Alston and Hicks plan to meet next week to discuss meaningful ways the Center and the Winston-Salem community, of which Alston is a lifelong resident, can partner. The N.C. Black Repertory Company already has a relationship with the University.
Wake Forest Provost Rogan Kersh said the Center is part of an ongoing effort to celebrate the history and diversity of African Americans, on campus and throughout the city.
“As Wake Forest has increasingly built scholarly expertise across schools and departments in aspects of African American culture, history and politics, it’s timely and significant that Professor Hicks is launching this vital research center.” Rogan Kersh, Wake Forest Provost
“RECAAL’s cross-disciplinary collaborative emphasis will also deepen research connections across campus as well as with other institutions in our region,” Kersh said.

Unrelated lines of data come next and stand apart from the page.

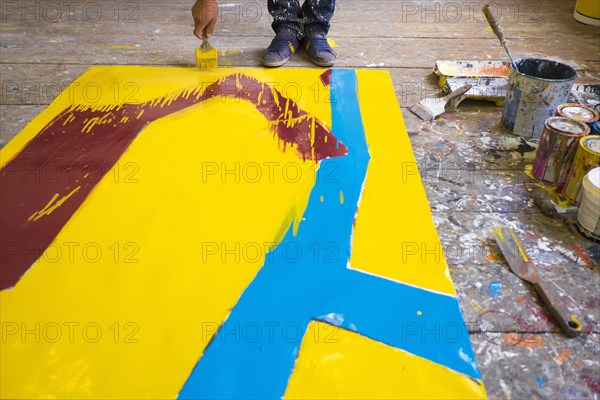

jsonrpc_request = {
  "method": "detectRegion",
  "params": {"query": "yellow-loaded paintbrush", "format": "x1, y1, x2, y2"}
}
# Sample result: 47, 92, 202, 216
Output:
196, 36, 219, 69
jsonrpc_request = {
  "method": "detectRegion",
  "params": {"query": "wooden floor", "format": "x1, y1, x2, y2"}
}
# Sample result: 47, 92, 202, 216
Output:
0, 0, 600, 399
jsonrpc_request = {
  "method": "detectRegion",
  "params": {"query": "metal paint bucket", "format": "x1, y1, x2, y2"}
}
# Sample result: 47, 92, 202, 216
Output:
573, 0, 600, 26
502, 58, 577, 140
577, 167, 600, 240
533, 117, 590, 188
562, 135, 600, 204
556, 103, 600, 126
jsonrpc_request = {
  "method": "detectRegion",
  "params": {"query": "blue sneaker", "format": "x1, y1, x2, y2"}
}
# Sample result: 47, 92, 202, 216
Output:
262, 29, 300, 67
305, 33, 337, 67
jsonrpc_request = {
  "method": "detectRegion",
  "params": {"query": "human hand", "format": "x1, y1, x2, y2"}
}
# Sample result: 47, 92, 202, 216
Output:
192, 0, 219, 40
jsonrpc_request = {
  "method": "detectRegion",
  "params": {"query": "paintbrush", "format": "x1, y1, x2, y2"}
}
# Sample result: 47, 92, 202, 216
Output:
494, 226, 583, 337
196, 35, 219, 69
481, 4, 519, 72
410, 85, 471, 121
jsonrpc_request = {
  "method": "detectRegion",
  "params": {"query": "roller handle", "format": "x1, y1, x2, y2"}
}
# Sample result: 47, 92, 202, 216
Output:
482, 4, 506, 46
534, 280, 583, 338
481, 4, 519, 72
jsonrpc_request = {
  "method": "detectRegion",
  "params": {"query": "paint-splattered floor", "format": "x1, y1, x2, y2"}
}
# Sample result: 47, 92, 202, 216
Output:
0, 0, 600, 399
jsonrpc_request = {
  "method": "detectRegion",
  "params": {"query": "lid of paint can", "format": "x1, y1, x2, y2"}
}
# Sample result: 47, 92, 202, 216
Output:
556, 103, 600, 124
579, 135, 600, 157
546, 117, 590, 136
586, 167, 600, 192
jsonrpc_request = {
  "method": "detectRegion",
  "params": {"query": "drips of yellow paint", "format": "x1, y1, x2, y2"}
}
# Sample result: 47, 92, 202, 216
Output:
27, 186, 81, 221
510, 229, 529, 262
284, 321, 485, 400
0, 68, 330, 398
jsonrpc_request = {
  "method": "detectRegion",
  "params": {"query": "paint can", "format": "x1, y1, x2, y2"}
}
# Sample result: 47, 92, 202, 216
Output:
556, 103, 600, 126
502, 58, 577, 140
533, 117, 590, 188
577, 167, 600, 240
573, 0, 600, 26
562, 135, 600, 204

Chavis says she is glad Hicks developed the concept for the Center.
“Derek’s passion for reclamation and recalibration as tools for transformative justice in African American communities makes him the quintessential person to lead this effort,” she said. “He has a desire for our scholarship to be informed by African American life while transcending theoretical boundaries and promoting sustainable change. I am sure that under his leadership, the Center will quickly become an asset to both the University and the community.”